Yesterday I spent the day in the Adirondacks. The spatterings of snow that moved through the area, and did not accumulate near Lake Champlain, did stick around at the higher elevations. At the mid elevations, the ground was too warm to allow snow to stick around, but the vegetation was not. Snow accumulated on the spruce, on downed logs, even on lichen... clearly demonstrating that trees don't just intercept rainfall, but also slow down water of a more icy sort.
In one case, a puddle had frozen over, then began drying up. The result was an interesting layer of thin ice held 2 or 3 inches above the water level.
Last night was by far the coldest night of the season thus far in Vermont. Temperatures dropped like a rock the second the sun set, into the mid 20s by the lake and colder elsewhere. There was still frost on shaded leaves and grass until around noon, and areas of frozen ground in Centennial Woods stuck around all day.
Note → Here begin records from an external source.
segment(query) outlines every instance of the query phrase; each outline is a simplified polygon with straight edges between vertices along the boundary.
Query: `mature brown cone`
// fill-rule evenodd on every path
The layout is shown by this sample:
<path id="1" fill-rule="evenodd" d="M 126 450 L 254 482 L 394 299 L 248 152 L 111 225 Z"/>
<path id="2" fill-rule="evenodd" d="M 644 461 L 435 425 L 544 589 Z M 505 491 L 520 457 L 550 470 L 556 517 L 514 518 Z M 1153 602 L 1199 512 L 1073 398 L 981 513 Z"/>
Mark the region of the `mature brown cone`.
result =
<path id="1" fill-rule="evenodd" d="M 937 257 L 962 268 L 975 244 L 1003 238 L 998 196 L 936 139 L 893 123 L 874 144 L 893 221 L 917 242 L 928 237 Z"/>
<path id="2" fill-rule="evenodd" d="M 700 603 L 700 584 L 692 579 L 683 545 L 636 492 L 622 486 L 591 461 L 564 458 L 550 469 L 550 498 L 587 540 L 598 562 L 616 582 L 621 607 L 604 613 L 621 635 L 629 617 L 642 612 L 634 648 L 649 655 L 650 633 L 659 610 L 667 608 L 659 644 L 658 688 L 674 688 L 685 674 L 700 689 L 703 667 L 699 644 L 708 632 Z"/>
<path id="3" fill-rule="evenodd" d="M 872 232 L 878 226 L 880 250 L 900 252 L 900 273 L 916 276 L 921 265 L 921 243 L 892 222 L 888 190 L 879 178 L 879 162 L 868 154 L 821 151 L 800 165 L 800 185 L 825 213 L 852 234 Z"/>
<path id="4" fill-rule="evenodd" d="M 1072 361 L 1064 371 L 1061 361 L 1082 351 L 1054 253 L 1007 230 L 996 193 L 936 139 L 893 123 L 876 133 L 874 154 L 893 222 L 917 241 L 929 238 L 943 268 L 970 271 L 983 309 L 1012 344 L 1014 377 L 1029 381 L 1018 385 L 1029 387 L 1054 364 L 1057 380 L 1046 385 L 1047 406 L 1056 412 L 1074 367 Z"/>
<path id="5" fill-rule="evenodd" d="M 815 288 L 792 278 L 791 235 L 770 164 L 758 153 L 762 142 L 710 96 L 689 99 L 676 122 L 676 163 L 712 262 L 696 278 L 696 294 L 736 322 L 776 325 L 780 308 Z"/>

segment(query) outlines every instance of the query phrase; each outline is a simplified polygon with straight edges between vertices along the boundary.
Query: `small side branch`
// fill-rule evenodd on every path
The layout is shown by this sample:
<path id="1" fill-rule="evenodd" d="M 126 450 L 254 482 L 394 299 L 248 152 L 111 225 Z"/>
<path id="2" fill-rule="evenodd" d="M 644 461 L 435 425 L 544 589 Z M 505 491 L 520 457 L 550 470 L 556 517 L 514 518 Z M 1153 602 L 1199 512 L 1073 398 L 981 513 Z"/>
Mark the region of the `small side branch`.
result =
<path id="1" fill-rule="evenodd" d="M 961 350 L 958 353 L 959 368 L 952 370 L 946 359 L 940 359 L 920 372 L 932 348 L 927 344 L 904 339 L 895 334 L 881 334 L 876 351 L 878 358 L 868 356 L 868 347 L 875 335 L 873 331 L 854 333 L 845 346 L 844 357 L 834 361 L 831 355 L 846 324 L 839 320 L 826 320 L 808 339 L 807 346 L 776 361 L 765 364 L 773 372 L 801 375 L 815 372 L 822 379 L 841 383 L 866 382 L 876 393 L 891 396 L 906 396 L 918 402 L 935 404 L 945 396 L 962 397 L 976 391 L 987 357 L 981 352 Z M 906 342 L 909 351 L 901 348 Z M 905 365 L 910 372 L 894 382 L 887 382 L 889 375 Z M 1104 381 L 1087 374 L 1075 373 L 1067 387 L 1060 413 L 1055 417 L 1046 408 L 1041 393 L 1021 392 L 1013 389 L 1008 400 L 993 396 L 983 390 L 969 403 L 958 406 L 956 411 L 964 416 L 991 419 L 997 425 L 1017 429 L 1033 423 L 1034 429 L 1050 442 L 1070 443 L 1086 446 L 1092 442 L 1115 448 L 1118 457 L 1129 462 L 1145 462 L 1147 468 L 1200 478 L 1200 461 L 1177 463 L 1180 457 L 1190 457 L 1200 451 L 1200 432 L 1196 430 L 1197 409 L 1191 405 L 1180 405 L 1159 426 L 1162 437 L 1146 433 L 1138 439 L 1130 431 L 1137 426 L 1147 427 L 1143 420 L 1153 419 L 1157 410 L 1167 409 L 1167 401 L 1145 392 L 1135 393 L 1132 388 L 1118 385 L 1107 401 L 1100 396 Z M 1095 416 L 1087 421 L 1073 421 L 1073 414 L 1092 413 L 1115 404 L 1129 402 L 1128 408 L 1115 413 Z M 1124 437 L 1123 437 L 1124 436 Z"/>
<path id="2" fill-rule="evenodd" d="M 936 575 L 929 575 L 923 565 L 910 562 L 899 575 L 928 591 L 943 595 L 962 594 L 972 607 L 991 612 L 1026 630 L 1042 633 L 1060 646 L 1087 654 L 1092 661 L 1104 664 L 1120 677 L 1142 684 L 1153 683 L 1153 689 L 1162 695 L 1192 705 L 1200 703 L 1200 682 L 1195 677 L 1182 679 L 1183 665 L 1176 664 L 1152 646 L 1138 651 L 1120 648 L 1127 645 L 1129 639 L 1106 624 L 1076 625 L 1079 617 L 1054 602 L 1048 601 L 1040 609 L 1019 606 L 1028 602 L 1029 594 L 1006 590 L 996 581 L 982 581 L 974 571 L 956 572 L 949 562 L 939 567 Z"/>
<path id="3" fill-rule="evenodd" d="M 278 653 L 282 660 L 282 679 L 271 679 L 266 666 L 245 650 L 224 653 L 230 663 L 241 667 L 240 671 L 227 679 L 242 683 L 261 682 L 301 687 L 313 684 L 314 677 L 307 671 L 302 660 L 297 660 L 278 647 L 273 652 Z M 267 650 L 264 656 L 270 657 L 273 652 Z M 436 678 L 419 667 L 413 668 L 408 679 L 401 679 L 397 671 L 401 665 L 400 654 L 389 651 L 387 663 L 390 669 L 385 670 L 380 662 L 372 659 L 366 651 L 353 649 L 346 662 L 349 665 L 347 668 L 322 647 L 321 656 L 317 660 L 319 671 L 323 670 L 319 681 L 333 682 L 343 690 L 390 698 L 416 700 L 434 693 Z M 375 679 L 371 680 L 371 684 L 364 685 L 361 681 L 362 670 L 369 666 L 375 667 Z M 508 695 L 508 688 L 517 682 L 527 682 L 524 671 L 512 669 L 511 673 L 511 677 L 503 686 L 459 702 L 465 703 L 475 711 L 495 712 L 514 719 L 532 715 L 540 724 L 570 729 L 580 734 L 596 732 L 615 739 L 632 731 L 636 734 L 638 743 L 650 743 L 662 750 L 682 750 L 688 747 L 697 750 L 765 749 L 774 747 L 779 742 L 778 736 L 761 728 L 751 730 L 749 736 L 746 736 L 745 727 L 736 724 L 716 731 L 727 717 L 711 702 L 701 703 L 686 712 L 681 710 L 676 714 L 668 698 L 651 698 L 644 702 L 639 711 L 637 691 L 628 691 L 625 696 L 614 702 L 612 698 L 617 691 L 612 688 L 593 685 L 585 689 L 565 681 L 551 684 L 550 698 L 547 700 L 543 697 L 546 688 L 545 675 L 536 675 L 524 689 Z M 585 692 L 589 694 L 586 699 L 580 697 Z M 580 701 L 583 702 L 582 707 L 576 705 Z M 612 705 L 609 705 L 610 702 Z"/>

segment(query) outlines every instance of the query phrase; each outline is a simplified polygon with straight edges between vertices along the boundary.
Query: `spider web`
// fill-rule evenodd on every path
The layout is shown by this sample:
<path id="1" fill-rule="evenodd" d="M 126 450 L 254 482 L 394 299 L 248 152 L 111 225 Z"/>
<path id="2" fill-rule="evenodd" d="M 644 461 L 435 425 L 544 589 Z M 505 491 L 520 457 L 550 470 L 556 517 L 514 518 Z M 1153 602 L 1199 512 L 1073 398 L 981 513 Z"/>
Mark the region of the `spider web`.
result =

The Green Mountains are covered in snow.
If you have a rain barrel (in an area that regularly has freezing temperatures), and haven't drained and winterized it yet, it's time to do so! Water expands when it freezes, with enough force to rip apart rocks and burst pipes - easily enough force to ruin a rain barrel. Rain gardens can be left alone, and runoff that would otherwise go into your rain barrel can go into your rain garden - ice may form in these areas but the wetland plants in most rain gardens are used to icy conditions! Snowmelt is usually a much more gradual process than rainfall, but there's no reason not to let that water soak into the ground (when it isn't frozen), too.